People squirmed at the repeated references to ‘food’. Many of them had skipped their breakfasts and looked forward to loading up on the free afternoon. Their planning had been immaculate. To their bad luck however, today was the improbable day Changu had chosen to hone his public speaking skills:
When I was a child, I would often not eat food. My mother would sing a song to me. She would sing Mukesh’s songs though to tell you the truth, I never liked his singing. As you can see, music, food and Mukesh … blah, blah, blah….
The aromas wafting out of the food corner compounded the agony further. Oh God! How long before the idiot will shut up?
How much can one eat? How much can one digest? And how long can you listen to Mukesh before going nuts? The great Indian musical tradition had feasted on blah, blah, blah…..
Seconds became minutes and minutes threatened to border on the hour. Changu seemed to be in a time warp, unable to move on, unable to stop. People grew restless- was there an end to that madness? They started scratching the ground with their toes (thank god for the carpets). Wafts of food started journeying out the frying pans. As a dog in sight of an inviting bone but unfortunately on a tight leash, they strained uncomfortably in their seats, wanting to break free.
A tiny middle aged man, sitting the closest to the serving table in the last row, was the first to snap. He walked over to the service table and picked up a plate- unchy, munchy, crunchy, I want my lunchy. Hail the pioneer. And, to hell with Changu and his bullshit.

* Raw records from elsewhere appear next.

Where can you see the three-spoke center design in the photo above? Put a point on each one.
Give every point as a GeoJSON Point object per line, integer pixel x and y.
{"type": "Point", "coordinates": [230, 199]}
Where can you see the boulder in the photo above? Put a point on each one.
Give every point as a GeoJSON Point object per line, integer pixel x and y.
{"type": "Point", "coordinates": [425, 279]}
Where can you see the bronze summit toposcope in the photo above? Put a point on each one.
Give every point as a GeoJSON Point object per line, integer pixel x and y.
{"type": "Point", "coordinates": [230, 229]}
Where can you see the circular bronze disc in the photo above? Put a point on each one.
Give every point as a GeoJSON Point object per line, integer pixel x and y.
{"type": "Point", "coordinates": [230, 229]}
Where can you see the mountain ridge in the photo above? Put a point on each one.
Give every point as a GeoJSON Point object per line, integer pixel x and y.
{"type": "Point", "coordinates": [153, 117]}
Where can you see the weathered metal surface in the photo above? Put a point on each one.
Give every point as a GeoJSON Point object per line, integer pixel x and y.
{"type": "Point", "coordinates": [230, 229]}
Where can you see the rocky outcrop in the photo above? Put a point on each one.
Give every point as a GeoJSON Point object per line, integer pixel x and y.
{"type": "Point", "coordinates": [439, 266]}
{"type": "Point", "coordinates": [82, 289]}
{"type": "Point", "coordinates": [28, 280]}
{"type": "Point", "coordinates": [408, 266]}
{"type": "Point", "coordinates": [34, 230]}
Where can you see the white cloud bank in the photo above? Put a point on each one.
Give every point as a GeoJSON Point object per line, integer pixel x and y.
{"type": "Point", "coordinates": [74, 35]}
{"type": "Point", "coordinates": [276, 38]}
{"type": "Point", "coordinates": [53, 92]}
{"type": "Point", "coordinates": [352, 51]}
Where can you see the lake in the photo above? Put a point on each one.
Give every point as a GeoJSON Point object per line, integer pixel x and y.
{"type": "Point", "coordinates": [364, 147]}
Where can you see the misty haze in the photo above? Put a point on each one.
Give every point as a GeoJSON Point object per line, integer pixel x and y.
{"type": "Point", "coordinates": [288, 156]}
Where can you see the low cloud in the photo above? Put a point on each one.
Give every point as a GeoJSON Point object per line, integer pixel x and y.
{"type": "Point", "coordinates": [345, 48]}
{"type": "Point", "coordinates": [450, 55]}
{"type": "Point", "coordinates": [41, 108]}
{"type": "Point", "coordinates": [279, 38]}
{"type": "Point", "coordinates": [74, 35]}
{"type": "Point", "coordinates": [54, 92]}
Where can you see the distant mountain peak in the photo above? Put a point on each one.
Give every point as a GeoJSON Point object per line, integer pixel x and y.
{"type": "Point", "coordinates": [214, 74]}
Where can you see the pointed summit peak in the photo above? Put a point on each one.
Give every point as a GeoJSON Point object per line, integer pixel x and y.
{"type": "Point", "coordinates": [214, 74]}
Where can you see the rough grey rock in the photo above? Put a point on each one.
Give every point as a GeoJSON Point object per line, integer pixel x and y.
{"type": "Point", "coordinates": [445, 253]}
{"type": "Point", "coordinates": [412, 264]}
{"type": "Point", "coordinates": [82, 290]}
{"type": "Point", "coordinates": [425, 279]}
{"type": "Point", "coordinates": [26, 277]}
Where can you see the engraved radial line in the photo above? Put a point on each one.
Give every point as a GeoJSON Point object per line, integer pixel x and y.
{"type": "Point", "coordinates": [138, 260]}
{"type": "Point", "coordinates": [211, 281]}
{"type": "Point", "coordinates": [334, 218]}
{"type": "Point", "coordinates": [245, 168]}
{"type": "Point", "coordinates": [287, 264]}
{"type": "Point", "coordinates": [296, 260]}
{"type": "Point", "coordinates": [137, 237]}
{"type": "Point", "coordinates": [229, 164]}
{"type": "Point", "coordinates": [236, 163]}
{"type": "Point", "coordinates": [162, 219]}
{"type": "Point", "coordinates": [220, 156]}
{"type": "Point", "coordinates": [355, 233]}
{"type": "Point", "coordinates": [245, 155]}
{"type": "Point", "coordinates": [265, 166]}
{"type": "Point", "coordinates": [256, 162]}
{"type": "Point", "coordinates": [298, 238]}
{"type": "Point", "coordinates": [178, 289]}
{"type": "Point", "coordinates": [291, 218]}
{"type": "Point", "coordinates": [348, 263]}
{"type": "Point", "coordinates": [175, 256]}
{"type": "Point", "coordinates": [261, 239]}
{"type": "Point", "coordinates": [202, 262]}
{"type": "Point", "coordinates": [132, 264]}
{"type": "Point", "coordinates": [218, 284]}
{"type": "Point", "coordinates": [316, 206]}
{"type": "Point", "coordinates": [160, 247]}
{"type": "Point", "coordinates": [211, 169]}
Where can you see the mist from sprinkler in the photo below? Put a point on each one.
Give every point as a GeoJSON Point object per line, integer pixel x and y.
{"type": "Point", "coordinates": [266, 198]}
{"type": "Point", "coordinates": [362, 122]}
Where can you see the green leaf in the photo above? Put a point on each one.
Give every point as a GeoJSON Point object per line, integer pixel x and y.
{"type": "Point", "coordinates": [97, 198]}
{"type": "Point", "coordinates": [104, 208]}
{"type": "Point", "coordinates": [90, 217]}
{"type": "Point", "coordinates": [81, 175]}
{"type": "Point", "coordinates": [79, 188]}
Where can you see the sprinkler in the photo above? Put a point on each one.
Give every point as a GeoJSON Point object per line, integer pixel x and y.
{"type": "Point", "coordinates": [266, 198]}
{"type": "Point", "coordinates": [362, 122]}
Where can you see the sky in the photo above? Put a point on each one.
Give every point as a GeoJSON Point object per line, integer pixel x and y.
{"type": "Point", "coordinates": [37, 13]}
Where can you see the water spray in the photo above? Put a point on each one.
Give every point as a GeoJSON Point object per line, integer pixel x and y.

People cut loose. They rushed to the service table, fearful that the tiny one might end up eating everything. Old men seemed to be in the greatest hurry- a lifetime of hunger honed reflexes goading them to get on with it. Hungry mothers followed closely behind, dragging their crying children to the table- they had multiple mouths to feed after all. A minor stampede ensued as an elderly man got stuck in his own dhoti and fell down while running towards the table. Changu soldiered on in the face of a runaway audience. AIDS could contain himself no longer. As the self invited chief guest of the afternoon, he got up quickly and cut the red ribbon.
-----------------------
There is something to be said about human spirit. On an unending day with nary a drop or shadow in sight, a traveler in the desert may think a while what got him there in the first place. The traveler however must keeps walking for sitting down would be the end of hope. Hope makes a human human, and to be human is to be alive- to the possibilities of tomorrow.
Changu made piece with the reality of his Today; and got busy working on the possibilities of Tomorrow. Tomorrow would come when it would come. And when it would come, it would take care of itself.